Ja, rief Toni mit gehobener Stimme, jetzt ganz in Sickingens Rolle vertieft und ihn zu Ende dichtend: Maximilian, die Stunde ist gekommen, der Rächer naht! – Aber nun muß er doch auch an Maria denken, die er so geliebt hat – er ist ja doch ein guter Mensch –

Na freilich, sagte Helene. Er kann ja dann „zusammenzucken“: „Aber sie, wird sie nicht mit darunter leiden?“ Dann rafft er sich aber wieder auf – weißt Du, wie die Männer sind –: „Nein, nein, ich will nicht weich werden; kalt will ich ihm gegenüberstehn“ –

Oder lieber noch ihm den Rücken wenden! fiel ihr Toni ins Wort. „Und wenn er mich anfleht, will ich ihm stolz den Rücken wenden und sagen: laß ab von diesen Bitten, sie sind vergeblich, Du hast einst mein Lebensglück vernichtet, dies ist die Rache!“ – –

Was hast Du denn? fragte sie, da Helene auf diesen großartigen Schluß des Monologs nichts erwiderte; es war sogar, als hätte sie gar nicht zugehört. Das feine Köpfchen auf die Seite gelegt, schien sie auf etwas andres zu horchen; ihre grauen Augen blickten nach unten, in den Fußboden hinein. Jetzt horchte auch Toni mit. Aus Rudolfs Zimmer, das unter dem ihren lag und in dem es bisher still gewesen war, kam immer heller und lauter lustiger Gesang herauf: ein Studentenlied. Es war Rudolfs Stimme, sie erkannte sie.

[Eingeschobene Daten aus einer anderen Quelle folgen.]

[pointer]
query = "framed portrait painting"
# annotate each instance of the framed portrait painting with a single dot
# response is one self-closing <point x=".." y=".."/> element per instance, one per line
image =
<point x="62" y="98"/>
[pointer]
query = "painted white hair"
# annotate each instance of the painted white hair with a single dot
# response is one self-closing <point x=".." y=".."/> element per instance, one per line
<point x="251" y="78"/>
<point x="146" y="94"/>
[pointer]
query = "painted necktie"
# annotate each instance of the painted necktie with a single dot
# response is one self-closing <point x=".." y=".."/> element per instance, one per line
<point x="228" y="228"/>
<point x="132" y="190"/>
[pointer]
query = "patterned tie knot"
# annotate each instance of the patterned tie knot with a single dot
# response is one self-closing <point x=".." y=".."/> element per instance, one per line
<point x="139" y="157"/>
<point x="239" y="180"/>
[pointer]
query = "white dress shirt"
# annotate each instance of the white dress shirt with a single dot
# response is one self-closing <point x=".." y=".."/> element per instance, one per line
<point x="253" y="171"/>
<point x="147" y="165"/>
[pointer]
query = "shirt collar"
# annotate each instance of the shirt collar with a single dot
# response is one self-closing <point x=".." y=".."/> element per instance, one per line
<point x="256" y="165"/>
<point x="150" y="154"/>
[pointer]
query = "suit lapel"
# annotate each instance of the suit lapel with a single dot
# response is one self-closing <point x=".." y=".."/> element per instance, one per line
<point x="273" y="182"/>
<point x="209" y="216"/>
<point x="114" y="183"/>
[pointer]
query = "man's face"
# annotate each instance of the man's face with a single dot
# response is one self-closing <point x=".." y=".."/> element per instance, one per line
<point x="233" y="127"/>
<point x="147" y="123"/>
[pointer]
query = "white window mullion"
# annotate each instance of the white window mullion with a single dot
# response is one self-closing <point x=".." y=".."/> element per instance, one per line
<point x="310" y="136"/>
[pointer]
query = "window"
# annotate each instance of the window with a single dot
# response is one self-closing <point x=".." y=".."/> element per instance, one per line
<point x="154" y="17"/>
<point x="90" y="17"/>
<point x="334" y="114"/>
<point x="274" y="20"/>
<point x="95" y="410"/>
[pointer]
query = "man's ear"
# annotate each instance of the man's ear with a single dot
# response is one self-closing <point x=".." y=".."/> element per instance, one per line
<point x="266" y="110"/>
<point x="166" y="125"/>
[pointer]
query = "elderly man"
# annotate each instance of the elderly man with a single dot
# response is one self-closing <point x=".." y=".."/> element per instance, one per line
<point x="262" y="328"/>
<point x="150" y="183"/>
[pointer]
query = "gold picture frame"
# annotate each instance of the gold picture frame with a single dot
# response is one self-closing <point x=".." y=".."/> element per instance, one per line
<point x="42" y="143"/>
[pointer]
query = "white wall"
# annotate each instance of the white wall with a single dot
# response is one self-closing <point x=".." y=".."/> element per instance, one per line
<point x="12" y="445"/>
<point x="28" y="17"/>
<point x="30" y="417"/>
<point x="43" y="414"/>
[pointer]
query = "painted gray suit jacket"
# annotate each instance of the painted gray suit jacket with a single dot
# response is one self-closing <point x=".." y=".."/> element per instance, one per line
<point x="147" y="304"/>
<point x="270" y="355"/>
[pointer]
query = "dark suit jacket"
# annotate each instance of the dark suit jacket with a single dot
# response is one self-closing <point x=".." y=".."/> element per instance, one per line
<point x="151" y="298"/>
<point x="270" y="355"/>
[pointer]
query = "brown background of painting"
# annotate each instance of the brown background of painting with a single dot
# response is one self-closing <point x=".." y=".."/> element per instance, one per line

Aha! sagte Toni, zu Helene hinüberlächelnd. Darum so abwesend! – Er ist wohl eben nach Hause gekommen. – Er singt aber ziemlich falsch.

Ich liebe ihn! hauchte Helene.

Ich nicht! murmelte Toni. Hör’ doch, wie falsch er singt.

Ach, was thut das. – Es klingt so sonnig, so selig vergnügt. – S–s–süß!